Except as set forth in EXHIBIT 1.1, as of the date of this Agreement, each party hereby fully releases the other party from any and all obligations, and agrees not to seek any costs, damages or other compensation from the other party under any legal theory including, without limitation, breach of contract, breach of warranty, restitution or quantum meruit, arising from the Strategic Agreements or termination thereof.

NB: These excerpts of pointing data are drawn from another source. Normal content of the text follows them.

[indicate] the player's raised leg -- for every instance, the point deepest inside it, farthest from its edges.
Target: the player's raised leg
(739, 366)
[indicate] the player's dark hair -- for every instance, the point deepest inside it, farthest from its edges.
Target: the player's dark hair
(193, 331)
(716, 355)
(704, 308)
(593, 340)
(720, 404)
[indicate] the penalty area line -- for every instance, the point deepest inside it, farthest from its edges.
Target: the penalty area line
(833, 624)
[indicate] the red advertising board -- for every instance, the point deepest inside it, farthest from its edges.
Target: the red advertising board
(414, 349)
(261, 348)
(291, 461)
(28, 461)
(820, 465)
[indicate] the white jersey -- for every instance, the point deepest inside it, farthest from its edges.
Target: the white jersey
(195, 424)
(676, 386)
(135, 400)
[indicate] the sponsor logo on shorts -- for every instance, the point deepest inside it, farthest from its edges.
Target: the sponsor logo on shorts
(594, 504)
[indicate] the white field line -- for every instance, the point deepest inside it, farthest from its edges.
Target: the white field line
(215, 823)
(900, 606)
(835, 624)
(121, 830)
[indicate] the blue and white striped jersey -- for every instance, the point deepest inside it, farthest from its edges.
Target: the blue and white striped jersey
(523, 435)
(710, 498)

1.2. TERMINATION OF PRODUCT AGREEMENTS; NEW PRODUCT ARRANGEMENTS. The parties to this Agreement include all of the parties to each of the Product Agreements. As of the date of this Agreement, each of the Product Agreements shall be, without the need for any further action on the part of any party, terminated and shall be of no further force and effect. No party to any Product Agreement shall have any further rights or obligations with respect to such Product Agreement or be required from and after the termination thereof pursuant to this Section 1.2, to take, or refrain from taking, any action whatsoever pursuant to such Product Agreement. In lieu of the Product Agreements, AAA and KKK hereby agree to the provisions set forth on EXHIBIT 1.2, which shall become effective as of the date this Agreement is entered into.